I'm wondering what you need to know to effectively mix a different center from your mains. What factors come into play, what problems might arise, what concerns are there for doing so?
There are still some people who already own two speakers they wish to keep, but want to expand them into a surround sound system. Often, the original two speakers are older models and no longer are made. Despite what others say above, it is possible to mix a different center speaker with your main speakers and get a satisfactory result.
Years ago I did just that when I bought a center channel speaker, and two rear speakers along with an AV receiver to add to an older set of large JBL speakers I had owned since the 1970s. The difficulty is that you must already know what makes for a good center channel speaker, or be lucky. Looking back, I think I was lucky.
A center channel speaker must reproduce human voices as clearly as possible, with as wide dispersion as possible. It is fairly easy to listen to speakers in the store for that. Tune in a radio station with a male announcer. Does his voice sound natural, or does the speaker overemphasize bass, making male voices sound too deep or boomy? Often this can result in muddy sounding dialog.
Walk around the room, from one side to the other, while listening.
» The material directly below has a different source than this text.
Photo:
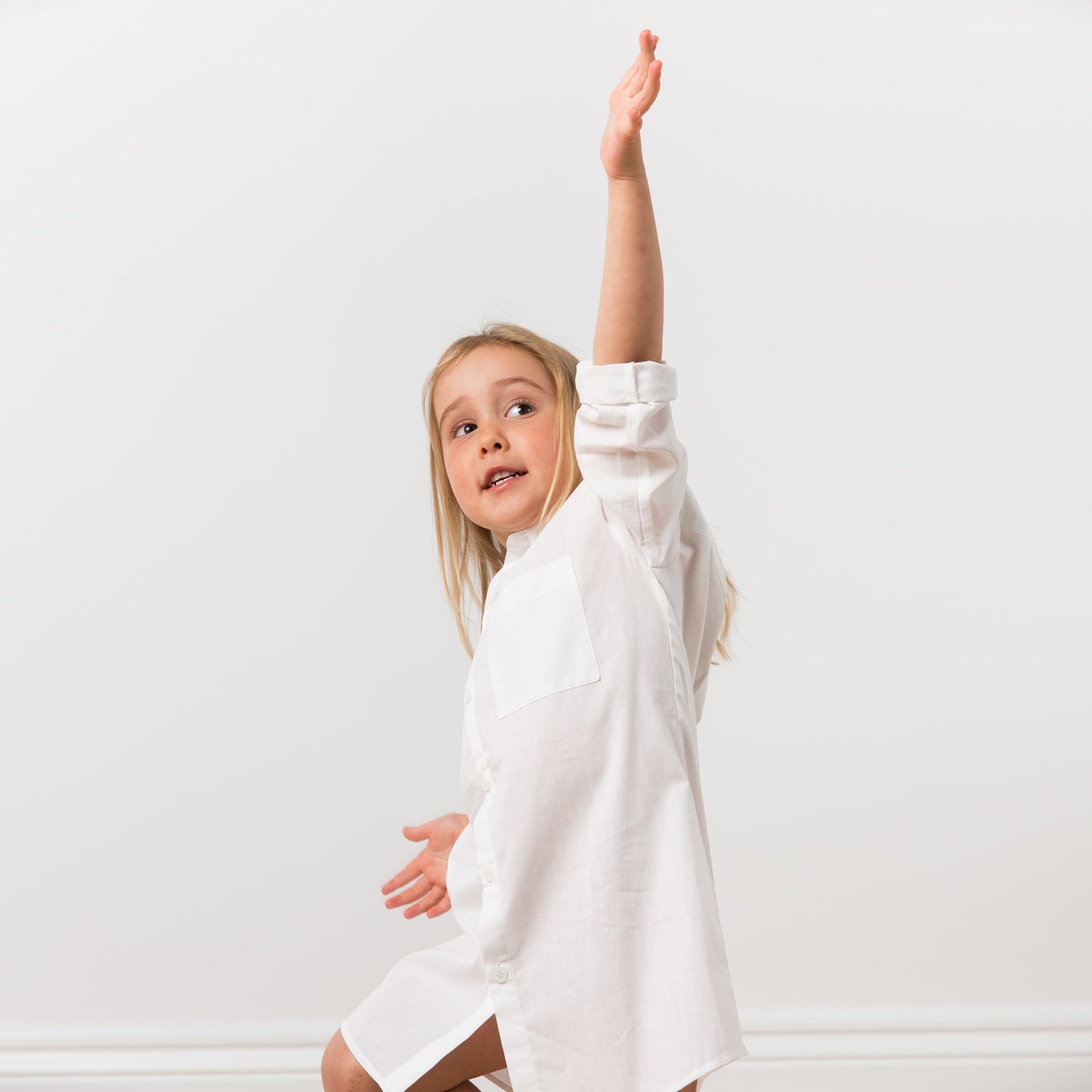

Does the tone of the voice change as you do this? All speakers will lose high frequency as you get far enough away from front and center, but some speakers do this less than others. With human voices, especially a higher pitched female voice, it is fairly easy to hear these changes.
As long a speaker reproduces voices without making them sound muddy or veiled, or without losing too much high frequency as you listen away from the center, you will have a good center speaker. How well this blends with your present speakers will, of course, vary with your present speakers. In my case, I chose an NHT SuperCenter (no longer made). It sounded clearer than my older JBL speakers, and had wider sound dispersion. When I listened to sound sweeping across the front three speakers, this combination worked. I think the standard advice of getting 3 front speakers from the same maker is meant to avoid choosing an inferior center speaker where, with a sweep, the sound can seem to collapse as it crosses the middle.